Complete appreciation of the causal relationship between liver cirrhosis and periodontal disease requires information on the exact time of debut of the two diseases. As both diseases are characterized by slow progression and may be influencing the immune system long before a clinical diagnosis is made, it would be almost impossible to determine the order of the two diseases. On the other hand, it has been shown that periodontal diseases are more prevalent in patients with liver cirrhosis patients than in similar patient groups without liver cirrhosis71, which suggests a causal relationship between liver cirrhosis and periodontal diseases.

Periodontal disease is a result of dysbiosis, which in most patients is caused by an increased microbial challenge due to various factors associated with modern life-style5,72. However, dysbiosis may also be the result of reduced host resistance to the microbial challenge. It is conceivable that the observed periodontal microbiota in cirrhotic patients, which is compatible with periodontal heath in healthy individuals, is capable of causing inflammation and attachment loss when affected only by a compromised immune defense.

An increasing body of literature links the oral microbiome with diseases in other parts of the human body10. Studies of the gut microbiome in patients with liver cirrhosis show an increased abundance of some genera of oral origin like Veillonella, Prevotella, Neisseria, and Haemophilus, and suggest that salivary dysbiosis in these patients may be linked to an oral pro-inflammatory environment, systemic inflammation, and constitute a risk for subsequent liver-related hospitalization24,27. Interestingly, Aberg and Helenius-Hietala73 proposed that periodontitis may be of special interest in liver cirrhosis patients for the translocation of oral bacteria to the gut and for the risk of subsequent liver-related hospitalization. This may be due to the release of periodontal bacteria and their toxins into the circulation during periodontitis14. Reports have shown that dental diseases accelerated the progression of liver disease and the overall mortality in liver cirrhosis patients74,75.

In this study, we found that that the subgingival plaque microbiome in patients with liver cirrhosis and periodontitis differed from that of otherwise healthy patients with periodontitis.

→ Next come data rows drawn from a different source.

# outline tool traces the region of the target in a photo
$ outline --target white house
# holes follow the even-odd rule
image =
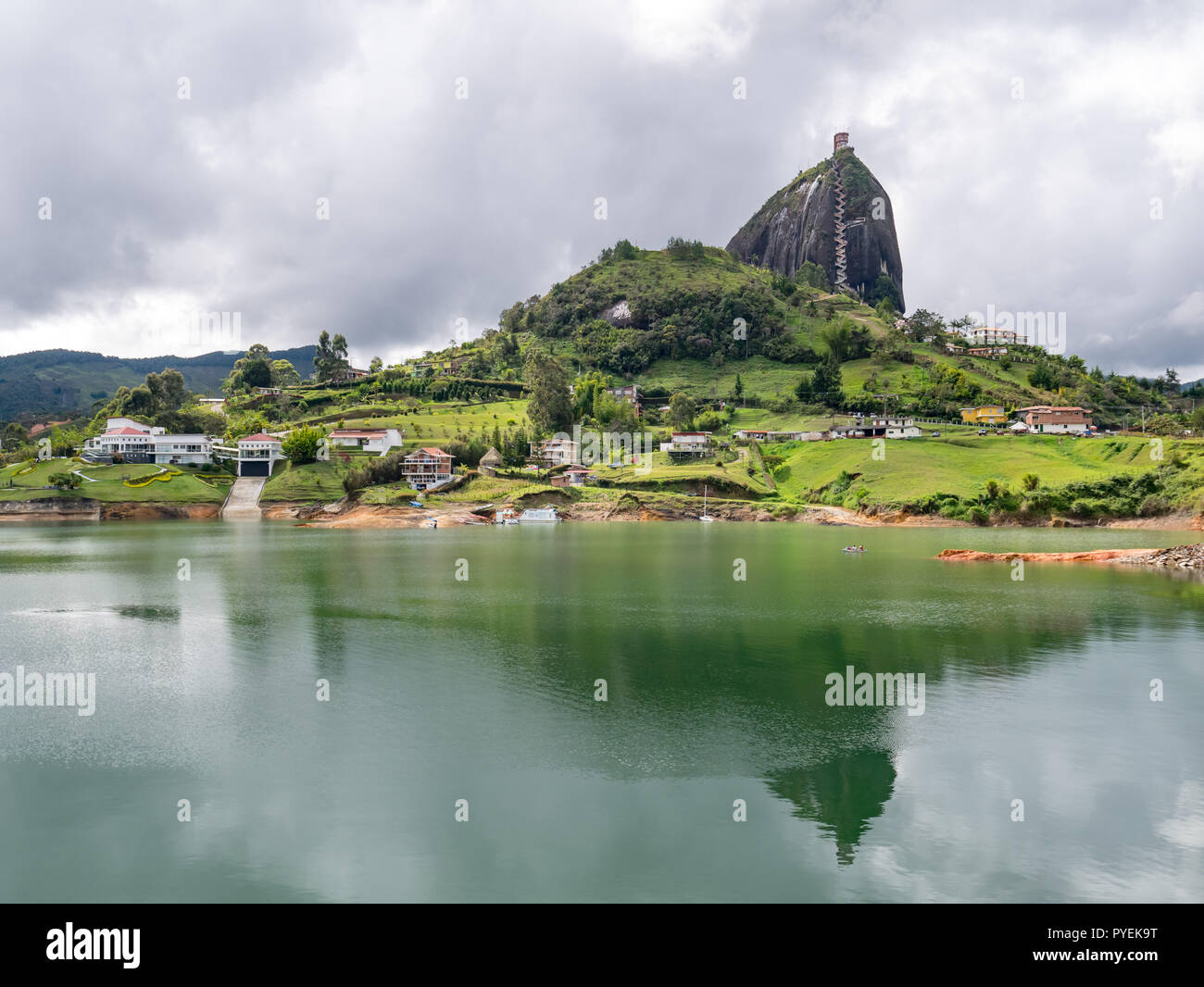
[[[414,490],[430,490],[452,479],[452,454],[435,448],[419,449],[402,460],[401,472]]]
[[[531,443],[532,459],[539,460],[545,469],[554,466],[577,466],[582,461],[582,444],[571,438],[548,438]]]
[[[832,430],[834,438],[919,438],[920,429],[910,418],[855,418]]]
[[[1017,408],[1016,414],[1029,432],[1081,436],[1091,431],[1091,413],[1078,404],[1031,404]]]
[[[120,457],[126,462],[163,465],[206,463],[213,459],[213,439],[202,435],[167,435],[129,418],[111,418],[107,429],[83,444],[88,457]]]
[[[669,439],[661,443],[669,459],[700,459],[710,451],[710,432],[673,432]]]
[[[240,477],[270,477],[276,461],[284,459],[281,439],[264,432],[241,438],[235,459],[238,462]]]
[[[400,429],[335,429],[327,438],[331,445],[362,449],[382,456],[390,449],[401,447]]]
[[[962,335],[975,345],[990,345],[991,343],[1003,343],[1004,345],[1023,345],[1028,337],[1010,329],[995,329],[992,326],[970,326],[963,330]]]

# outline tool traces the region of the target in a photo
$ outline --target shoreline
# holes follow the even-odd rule
[[[1090,562],[1162,568],[1204,568],[1204,542],[1169,549],[1094,549],[1088,551],[975,551],[945,549],[937,555],[942,562]]]
[[[555,496],[537,498],[554,502]],[[266,521],[294,521],[297,527],[336,527],[336,528],[412,528],[421,527],[427,519],[435,518],[439,526],[460,527],[488,525],[485,515],[476,512],[488,507],[485,503],[465,502],[462,504],[441,504],[432,508],[413,508],[402,504],[364,504],[349,502],[346,498],[335,503],[314,503],[296,501],[276,501],[260,504],[262,519]],[[518,506],[515,506],[518,507]],[[566,522],[606,521],[606,522],[660,522],[695,521],[697,513],[683,508],[648,506],[632,502],[567,502],[556,504]],[[777,510],[772,509],[777,508]],[[1150,531],[1204,531],[1204,515],[1192,515],[1187,512],[1167,514],[1158,518],[1120,518],[1105,522],[1082,522],[1067,518],[1049,518],[1038,524],[1020,524],[1008,521],[999,525],[973,525],[968,521],[940,518],[938,515],[903,514],[902,512],[884,512],[881,514],[861,514],[843,507],[826,504],[803,504],[798,507],[781,504],[772,507],[757,503],[727,506],[722,501],[713,502],[708,513],[716,521],[725,522],[786,522],[813,524],[836,527],[856,528],[1110,528],[1110,530],[1150,530]],[[0,501],[0,524],[22,524],[35,521],[155,521],[155,520],[218,520],[222,504],[177,503],[163,501],[95,501],[87,498],[45,497],[23,501]],[[1015,556],[1013,556],[1015,557]]]

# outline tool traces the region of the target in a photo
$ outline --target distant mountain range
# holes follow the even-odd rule
[[[301,377],[313,371],[317,347],[273,350],[273,360],[288,360]],[[200,356],[146,356],[126,359],[73,349],[40,349],[0,356],[0,420],[22,415],[67,418],[106,401],[120,386],[141,384],[150,372],[175,367],[184,385],[197,394],[217,396],[241,353],[205,353]]]

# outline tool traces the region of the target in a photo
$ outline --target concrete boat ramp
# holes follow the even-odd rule
[[[223,521],[259,521],[264,513],[259,507],[259,495],[264,492],[267,477],[238,477],[222,506]]]

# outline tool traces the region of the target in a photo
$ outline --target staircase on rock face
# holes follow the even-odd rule
[[[848,259],[845,258],[845,248],[849,246],[844,236],[844,182],[840,181],[840,162],[833,156],[832,164],[836,171],[836,211],[833,213],[836,219],[836,286],[848,288]]]

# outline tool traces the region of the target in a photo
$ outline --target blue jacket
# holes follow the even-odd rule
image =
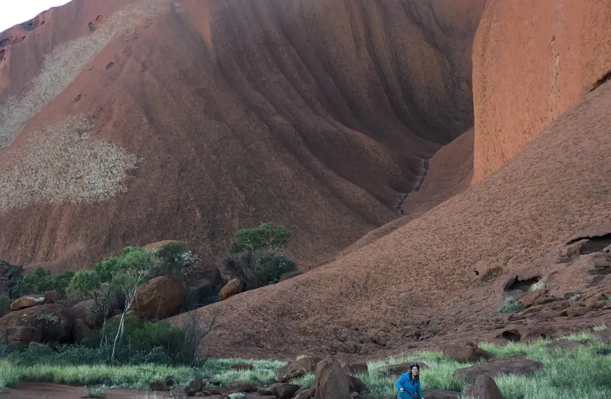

Especially, bacterial species normally associated with periodontitis from the red complex and to a lesser extend from the orange complex were less abundant in our samples. We hypothesize that periodontitis in patients with liver cirrhosis is associated with bacteria normally compatible with health due to the dysbiotic situation caused by the immunocompromised status of most liver cirrhosis patients. Our findings emphasize that dysbiosis leading to periodontal disease may be due either to changes in the composition of the microbiota or to changes of the host’s immune responses or to both. Our study strengthens the connection between liver cirrhosis and oral health. Liver cirrhosis patients often develop oral diseases like periodontitis and oral diseases in liver cirrhosis patients may aggravate their prognosis. Therefore, it is vital to follow the oral health of liver cirrhosis patients, and further studies have to be conducted to establish the role of the oral microbiome in the pathogenesis of liver cirrhosis.